─12─
こんなにも静かで聖なる夜に。雪の舞い散る街の片隅で果たされた願い。今まで同じ気持ちでいた人はコインのように表と裏ですれ違っていた。
不器用な男は漸くその隙間を優しい体温で埋めることが出来た。
それは今までにない程、心から満たされた最後の誕生日前の夜。きっとあの日、自分が生まれたのはこんなにも寒い冬の日。母が一生をかけて自分を愛し産んでくれたこの日を感謝せずには居られない。男にとって一生忘れられない思い出となった。
翌朝、男は心も身体も満たされた気持ちで目を覚ますのだった。精根尽きるまで愛しい女を抱き尽くしたその表情は晴れやかで、普段恐れられている死んだような三白眼の鋭い目付きやクマはなりを潜めその表情は晴れやかで普段よりも穏やかに、柔らかく見える。

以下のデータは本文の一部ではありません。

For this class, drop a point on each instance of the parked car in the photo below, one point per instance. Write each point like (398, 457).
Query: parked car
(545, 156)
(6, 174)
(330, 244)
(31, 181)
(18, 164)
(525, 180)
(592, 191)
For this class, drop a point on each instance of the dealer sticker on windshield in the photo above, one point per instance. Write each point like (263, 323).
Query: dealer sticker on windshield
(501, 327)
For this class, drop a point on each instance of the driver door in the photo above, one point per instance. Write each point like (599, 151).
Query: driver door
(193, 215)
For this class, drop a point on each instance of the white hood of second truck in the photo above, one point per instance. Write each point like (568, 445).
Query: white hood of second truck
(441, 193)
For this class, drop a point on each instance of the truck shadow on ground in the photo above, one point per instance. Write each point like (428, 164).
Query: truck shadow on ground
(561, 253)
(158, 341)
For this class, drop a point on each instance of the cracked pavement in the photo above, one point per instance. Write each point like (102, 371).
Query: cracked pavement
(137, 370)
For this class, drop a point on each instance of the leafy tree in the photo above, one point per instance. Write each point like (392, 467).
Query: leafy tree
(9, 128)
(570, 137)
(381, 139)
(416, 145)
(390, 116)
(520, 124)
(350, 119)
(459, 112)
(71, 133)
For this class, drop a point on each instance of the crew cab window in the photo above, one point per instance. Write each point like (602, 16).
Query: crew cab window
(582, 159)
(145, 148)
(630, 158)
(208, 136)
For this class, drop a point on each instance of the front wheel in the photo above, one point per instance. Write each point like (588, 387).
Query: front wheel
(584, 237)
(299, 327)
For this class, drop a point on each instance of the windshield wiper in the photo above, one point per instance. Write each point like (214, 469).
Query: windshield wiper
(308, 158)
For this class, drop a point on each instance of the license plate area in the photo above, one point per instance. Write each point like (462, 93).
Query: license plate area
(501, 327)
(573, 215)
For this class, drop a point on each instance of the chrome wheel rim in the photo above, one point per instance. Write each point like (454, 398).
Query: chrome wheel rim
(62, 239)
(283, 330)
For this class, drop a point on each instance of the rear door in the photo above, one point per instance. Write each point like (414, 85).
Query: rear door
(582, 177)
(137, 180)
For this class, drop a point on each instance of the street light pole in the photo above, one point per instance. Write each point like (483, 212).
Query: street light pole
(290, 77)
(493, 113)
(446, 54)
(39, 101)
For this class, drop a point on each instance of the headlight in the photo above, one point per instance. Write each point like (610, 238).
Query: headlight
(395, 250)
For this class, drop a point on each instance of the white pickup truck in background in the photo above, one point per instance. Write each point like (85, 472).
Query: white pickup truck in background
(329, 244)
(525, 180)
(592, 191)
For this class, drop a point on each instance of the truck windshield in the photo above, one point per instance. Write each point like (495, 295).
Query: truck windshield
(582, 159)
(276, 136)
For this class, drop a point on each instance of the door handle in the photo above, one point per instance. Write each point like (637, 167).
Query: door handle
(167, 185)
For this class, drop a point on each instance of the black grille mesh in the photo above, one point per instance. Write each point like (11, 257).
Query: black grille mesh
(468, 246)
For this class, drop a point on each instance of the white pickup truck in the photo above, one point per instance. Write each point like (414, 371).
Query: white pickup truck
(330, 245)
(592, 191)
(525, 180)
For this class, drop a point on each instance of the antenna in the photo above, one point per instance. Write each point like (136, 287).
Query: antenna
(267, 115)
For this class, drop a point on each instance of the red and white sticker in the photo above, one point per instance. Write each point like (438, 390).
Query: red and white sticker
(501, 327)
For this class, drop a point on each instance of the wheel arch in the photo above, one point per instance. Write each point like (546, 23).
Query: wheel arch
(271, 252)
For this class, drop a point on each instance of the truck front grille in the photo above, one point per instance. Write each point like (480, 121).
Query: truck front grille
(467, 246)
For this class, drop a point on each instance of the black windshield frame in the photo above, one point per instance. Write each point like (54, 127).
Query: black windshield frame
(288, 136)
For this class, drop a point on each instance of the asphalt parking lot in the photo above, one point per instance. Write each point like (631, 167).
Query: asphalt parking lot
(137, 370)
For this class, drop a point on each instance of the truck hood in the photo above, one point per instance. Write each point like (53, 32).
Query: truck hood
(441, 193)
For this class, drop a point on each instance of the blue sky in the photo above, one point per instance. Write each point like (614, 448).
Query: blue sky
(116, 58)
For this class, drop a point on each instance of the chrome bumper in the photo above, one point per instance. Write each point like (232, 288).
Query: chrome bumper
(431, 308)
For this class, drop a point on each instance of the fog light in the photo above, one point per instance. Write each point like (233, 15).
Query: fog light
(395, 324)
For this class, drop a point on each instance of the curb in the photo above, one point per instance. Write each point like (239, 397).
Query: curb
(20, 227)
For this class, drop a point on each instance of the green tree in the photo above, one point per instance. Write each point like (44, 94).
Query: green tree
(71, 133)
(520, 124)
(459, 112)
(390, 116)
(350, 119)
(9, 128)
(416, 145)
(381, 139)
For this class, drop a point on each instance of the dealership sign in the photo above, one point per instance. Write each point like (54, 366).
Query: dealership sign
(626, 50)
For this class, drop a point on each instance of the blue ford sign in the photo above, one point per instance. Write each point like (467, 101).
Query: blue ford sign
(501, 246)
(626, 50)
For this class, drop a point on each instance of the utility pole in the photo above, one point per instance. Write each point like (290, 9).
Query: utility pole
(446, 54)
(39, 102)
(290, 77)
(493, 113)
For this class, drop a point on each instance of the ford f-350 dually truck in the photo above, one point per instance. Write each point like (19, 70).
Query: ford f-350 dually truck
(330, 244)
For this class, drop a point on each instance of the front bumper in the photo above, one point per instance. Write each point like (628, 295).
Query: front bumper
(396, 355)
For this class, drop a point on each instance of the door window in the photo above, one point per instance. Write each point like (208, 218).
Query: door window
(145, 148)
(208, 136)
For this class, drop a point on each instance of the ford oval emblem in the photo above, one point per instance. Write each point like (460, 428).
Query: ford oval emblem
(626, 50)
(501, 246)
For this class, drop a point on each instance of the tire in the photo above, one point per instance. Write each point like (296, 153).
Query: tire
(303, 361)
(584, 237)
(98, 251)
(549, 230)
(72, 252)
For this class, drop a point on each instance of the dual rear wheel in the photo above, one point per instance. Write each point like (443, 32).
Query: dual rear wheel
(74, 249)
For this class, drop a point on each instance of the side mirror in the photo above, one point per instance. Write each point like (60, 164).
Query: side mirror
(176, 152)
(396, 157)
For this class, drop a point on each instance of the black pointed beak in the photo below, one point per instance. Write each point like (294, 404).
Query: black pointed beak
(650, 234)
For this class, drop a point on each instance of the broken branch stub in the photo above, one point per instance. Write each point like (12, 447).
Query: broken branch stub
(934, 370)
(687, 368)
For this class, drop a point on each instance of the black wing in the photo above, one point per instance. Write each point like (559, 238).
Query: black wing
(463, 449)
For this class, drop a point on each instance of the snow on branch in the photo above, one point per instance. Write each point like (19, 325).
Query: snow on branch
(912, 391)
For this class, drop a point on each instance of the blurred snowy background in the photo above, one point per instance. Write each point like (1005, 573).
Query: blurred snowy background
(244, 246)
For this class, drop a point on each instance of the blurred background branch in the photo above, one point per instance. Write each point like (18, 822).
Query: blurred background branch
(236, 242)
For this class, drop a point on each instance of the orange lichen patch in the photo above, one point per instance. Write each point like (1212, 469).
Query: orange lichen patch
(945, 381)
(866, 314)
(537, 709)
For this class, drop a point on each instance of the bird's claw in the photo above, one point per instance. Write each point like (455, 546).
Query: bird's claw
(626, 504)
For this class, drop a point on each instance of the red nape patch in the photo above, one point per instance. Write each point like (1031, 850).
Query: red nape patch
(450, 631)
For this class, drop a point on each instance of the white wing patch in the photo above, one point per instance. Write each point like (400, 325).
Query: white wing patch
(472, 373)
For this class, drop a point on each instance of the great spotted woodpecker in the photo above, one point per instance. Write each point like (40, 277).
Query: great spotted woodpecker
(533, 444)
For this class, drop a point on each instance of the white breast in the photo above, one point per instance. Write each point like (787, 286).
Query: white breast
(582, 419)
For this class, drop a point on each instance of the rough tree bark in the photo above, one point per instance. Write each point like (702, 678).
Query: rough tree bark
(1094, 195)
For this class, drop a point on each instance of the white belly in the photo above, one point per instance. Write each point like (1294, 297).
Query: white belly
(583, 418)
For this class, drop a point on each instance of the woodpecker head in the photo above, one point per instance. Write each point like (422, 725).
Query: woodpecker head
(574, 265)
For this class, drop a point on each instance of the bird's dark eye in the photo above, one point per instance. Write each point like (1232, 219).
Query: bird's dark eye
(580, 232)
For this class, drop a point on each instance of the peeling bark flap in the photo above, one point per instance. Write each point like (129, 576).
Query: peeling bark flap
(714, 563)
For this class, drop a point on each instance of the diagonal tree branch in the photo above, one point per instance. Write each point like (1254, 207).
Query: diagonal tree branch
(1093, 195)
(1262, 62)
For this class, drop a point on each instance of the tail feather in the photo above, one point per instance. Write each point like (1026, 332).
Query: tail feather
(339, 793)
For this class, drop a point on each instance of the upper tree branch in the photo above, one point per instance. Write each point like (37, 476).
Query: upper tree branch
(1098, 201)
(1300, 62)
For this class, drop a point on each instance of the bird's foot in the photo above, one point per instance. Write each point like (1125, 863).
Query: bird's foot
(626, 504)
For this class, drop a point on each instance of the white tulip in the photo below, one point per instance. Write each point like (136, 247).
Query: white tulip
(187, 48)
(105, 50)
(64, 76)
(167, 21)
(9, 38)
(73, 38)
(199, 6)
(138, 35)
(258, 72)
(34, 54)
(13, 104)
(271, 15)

そして、自分の隣で昨夜の行為の激しさに気を失うように、枕に突っ伏したまますやすや眠る海を見た。化粧を落とせば子供みたいにあどけない寝顔。そして、何も身にまとわない色白なその首には昨夜、自分が贈ったゴールドのシンプルなネックレスが輝き、男は漸く本当の意味で心も身体も海と結ばれたのだと、胸の奥がじんわり温かくなるのを感じた。
無駄な毛のない手入れの行き届いた綺麗なむき出しの背中に触れて、口付けて、そして優しくその髪を撫でてやる。すると、海は冷たい男の手に驚き小さな声で身じろぎ、そっとくるりとうつ伏せからリヴァイを向くように横向きになると、大きな瞳がぱちりと開き、男と視線が交わった。
「……おはよう」
「……ん……あ、おはようございます。リヴァイ……」
とろんと。気だるい空気を纏い囁くような男の声はこんなにも甘く優しかっただろうか。昨夜の余韻に少し気まずそうに、まだ海の優しい色素の瞳は昨夜の行為の激しさを物語るかのようにまだ微かに潤んでいて。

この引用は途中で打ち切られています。